O kiwi traz dois problemas que são só dele. O primeiro é a actinidina, a protease da fruta, que desnatura por volta de 60 C. Uma parada quente resolveria a enzima, mas aquecer o kiwi deixa o sabor metálico e mata o verde, então a resposta certa é processar tudo frio e aceitar uma vida de prateleira curta. O segundo são as sementes. Quebrá-las libera uma nota amarga e tânica, então pulse a fruta em vez de processá-la, e mantenha o kiwi longe de um liquidificador de alta rotação. Hidrate os 4 g/kg de estabilizante na água e na calda de açúcar a quente, separado, resfrie isso a 4 C, e só então incorpore a fruta pulsada fria.
Se der errado
As sementes pretas foram quebradas. As sementes do kiwi liberam amargor quando trituradas.
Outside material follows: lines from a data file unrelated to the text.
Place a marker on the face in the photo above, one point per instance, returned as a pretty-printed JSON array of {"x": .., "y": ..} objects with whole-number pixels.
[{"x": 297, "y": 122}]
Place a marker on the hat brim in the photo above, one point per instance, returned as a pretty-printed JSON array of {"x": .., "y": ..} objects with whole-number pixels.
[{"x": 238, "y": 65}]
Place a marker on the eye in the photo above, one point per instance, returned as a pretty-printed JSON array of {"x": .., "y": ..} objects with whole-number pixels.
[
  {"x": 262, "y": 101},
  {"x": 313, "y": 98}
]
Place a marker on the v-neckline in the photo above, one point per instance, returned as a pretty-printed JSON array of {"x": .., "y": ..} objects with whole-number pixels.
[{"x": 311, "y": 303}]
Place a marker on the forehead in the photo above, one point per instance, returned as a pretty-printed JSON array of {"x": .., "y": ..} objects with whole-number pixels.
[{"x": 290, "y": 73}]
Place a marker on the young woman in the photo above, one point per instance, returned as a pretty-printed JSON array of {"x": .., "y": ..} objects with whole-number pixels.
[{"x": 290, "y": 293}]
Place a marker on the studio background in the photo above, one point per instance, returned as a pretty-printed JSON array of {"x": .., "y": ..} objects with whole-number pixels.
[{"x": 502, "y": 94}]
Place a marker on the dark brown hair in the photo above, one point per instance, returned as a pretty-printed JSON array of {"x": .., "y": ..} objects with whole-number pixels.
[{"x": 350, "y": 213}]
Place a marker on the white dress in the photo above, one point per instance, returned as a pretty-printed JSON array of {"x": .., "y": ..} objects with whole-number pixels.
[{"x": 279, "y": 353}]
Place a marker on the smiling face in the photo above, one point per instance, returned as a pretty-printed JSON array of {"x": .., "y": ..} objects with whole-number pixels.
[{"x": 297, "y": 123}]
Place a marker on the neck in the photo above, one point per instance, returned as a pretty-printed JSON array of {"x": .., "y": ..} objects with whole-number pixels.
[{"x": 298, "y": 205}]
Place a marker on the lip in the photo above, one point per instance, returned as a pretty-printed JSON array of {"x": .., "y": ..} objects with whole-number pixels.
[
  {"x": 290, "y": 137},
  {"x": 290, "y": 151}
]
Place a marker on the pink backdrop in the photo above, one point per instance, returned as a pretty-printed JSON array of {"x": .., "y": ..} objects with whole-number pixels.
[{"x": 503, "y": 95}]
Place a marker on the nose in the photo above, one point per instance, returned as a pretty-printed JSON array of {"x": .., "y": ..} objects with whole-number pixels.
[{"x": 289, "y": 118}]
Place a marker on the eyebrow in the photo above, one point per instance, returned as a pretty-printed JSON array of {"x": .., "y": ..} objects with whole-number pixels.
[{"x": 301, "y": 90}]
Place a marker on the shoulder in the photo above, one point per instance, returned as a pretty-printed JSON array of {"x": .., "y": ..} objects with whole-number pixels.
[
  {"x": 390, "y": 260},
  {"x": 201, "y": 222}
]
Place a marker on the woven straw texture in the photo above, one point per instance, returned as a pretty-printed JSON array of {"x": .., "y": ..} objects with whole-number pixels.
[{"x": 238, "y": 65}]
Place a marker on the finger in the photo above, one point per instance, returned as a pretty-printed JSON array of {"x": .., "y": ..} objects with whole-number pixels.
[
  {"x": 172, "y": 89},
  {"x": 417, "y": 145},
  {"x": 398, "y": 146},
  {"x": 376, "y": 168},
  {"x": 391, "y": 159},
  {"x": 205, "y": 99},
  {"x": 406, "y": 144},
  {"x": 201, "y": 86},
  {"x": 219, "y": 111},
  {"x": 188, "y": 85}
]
Pulse a fruta em toques curtos, nunca em liquidificador de alta rotação, e pare enquanto ainda dá para ver sementes inteiras.
O kiwi foi aquecido. Ele não pode passar pela etapa da calda.
Aqueça só a calda para hidratar o estabilizante, resfrie a 4 C e só então junte com a fruta crua, fria.
O PAC caiu abaixo de onde deveria estar, em geral porque a divisão dos açúcares foi alterada ou a fruta foi aguada.
Pese os açúcares como está escrito: 90 g de sacarose, 65 g de dextrose e 55 g de glicose em pó por quilo. É essa divisão que coloca o PAC em 325.27, e a dextrose é o PAC mais barato da receita.